A study by Wu et al indicated that dopamine agonists can provide long-term management of invasive giant prolactinomas. The study, which had a mean 135.5-month follow-up period, found that patients on bromocriptine achieved long-term control of their disease with regard to tumor shrinkage and normalization of prolactin level. However, the investigators also determined that in patients under age 25 years, there was a tendency toward persistent hyperprolactinemia even with long-term dopamine agonist therapy. [11]
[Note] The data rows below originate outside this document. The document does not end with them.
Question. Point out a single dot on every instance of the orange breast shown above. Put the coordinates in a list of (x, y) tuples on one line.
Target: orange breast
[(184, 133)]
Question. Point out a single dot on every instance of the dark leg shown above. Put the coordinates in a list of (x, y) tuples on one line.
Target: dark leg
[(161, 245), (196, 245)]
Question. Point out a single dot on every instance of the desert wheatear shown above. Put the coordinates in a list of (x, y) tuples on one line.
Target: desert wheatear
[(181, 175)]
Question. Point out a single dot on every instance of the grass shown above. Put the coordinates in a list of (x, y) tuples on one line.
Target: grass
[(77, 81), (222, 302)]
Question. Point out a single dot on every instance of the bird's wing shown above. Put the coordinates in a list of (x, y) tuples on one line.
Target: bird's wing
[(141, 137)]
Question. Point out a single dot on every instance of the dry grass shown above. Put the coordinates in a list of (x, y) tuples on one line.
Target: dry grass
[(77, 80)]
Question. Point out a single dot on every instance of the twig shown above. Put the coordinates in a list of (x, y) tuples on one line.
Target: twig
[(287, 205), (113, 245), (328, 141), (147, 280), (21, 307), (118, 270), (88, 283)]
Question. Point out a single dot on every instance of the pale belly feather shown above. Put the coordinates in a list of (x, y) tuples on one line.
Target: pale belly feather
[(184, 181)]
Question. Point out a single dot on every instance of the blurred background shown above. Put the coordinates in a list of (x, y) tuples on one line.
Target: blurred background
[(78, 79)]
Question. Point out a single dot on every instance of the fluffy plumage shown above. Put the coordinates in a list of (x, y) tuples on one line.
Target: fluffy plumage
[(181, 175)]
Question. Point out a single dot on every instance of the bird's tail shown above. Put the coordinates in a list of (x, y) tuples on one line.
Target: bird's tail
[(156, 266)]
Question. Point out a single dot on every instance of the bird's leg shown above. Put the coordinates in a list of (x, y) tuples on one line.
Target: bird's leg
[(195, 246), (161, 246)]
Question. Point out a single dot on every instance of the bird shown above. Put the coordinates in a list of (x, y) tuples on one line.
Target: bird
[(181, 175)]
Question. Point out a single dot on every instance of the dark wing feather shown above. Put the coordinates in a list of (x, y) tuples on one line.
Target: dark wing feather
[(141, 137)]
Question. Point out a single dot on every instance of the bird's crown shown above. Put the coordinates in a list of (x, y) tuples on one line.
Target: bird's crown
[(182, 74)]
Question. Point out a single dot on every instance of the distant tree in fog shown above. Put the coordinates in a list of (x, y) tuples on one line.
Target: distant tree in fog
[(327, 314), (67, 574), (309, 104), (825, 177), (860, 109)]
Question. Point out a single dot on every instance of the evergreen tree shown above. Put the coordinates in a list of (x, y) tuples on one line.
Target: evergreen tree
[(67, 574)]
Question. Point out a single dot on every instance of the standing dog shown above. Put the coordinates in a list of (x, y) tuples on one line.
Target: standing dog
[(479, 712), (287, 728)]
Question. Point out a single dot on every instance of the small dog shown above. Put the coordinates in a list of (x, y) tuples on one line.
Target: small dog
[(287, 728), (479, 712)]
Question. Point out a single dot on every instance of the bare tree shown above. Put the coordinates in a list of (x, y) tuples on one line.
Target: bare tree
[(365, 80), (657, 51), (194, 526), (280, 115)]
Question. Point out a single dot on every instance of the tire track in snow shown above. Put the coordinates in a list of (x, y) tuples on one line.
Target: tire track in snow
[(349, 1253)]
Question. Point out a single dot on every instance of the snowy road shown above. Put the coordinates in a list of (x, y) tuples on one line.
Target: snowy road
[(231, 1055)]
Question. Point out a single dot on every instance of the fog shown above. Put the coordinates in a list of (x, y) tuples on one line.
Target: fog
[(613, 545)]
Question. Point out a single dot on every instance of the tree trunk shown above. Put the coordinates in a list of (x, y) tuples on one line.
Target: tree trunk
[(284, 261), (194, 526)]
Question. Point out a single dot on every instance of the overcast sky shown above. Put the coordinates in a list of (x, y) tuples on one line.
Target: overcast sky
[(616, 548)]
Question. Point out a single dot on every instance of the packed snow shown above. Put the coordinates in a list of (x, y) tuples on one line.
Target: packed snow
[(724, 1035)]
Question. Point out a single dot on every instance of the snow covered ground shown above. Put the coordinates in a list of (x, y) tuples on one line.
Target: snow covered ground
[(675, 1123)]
A literature review by Fachi et al indicated that the dopamine agonists bromocriptine, cabergoline, and quinagolide are similarly effective in the treatment of hyperprolactinemia but that cabergoline is, for the most part, the safest of the three. The results suggested that, despite the drugs’ similar efficacy, quinagolide is the best dopamine agonist for reducing irregular menstruation, while bromocriptine is superior against galactorrhea. Looking at the occurrence of abdominal pain, headache, adverse events, nausea, dizziness, and vomiting associated with these drugs, the rates of such problems for cabergoline were found to usually be lower, with cabergoline having, for example, an adverse event rate of 27.7% (0.5 mg/wk) or 14.7% (1 mg/wk), compared with 83.0% for bromocriptine (5 mg/day) and 75.0% for quinagolide (0.075 mg/day). [12]

A study by Krysiak et al found that in women with mild hyperprolactinemia (serum prolactin levels of 25-50 ng/mL), daily treatment with 5-10 mg of bromocriptine alleviated sexual dysfunction. Following therapy, subjects’ scores on the Female Sexual Function Index questionnaire increased, with patients experiencing improvements in desire, arousal, lubrication, and dyspareunia. [13]

In cases of pharmacologic-induced hyperprolactinemia, an evaluation of the risk-benefit profile of the causative agent is imperative. Stopping the drug is ideal, but this may not be feasible. A good example would be in the schizophrenic patient in whom a single antipsychotic agent is the cause, but is keeping the patient’s psychoses under control. The cautious addition of a dopamine agonist may be considered.

The persistent hypogonadism associated with hyperprolactinemia can lead to osteoporosis. Baseline dual-energy x-ray absortiometry (DEXA) scanning is appropriate. Treatment significantly improves the patient's quality of life. If the goal is to treat hypogonadism only, patients with idiopathic hyperprolactinemia or microadenoma can be treated with estrogen replacement and prolactin levels can be monitored. [14]

Radiation treatment is another option. However, the risk of hypopituitarism makes this a poor choice. It may be necessary for rapidly growing tumors, but its benefits in routine treatment have not been shown to outweigh the risks. [15]


Surgical Care

General indications for pituitary surgery include patient drug intolerance, tumors resistant to medical therapy, patients who have persistent visual-field defects in spite of medical treatment, and patients with large cystic or hemorrhagic tumors.

In patients with symptomatic prolactinomas who are either not responding to high doses of dopamine agonists or cannot tolerate the high doses necessary, transspenoidal surgery has been suggested as the best treatment. However, no controlled studies have evaluated the surgical outcomes in medically resistant tumors. [15]

A retrospective study of male patients by Andereggen et al indicated that in men with prolactinomas, impaired bone density remains a problem even after medical (dopamine-agonist) or surgical treatment. The two types of therapy each successfully controlled hyperprolactinemia and hypogonadism. However, at median long-term follow-up (63 mo), bone density pathology was found in 37% of patients, being high in both the medical and surgical cohorts, compared with 27% at baseline. [16]



Physicians who are comfortable with the initial evaluation of a patient (without evidence of tumor mass effect) can easily initiate therapy and provide follow-up. However, given the time constraints of modern ambulatory medicine, consultation with an endocrinologist is often necessary.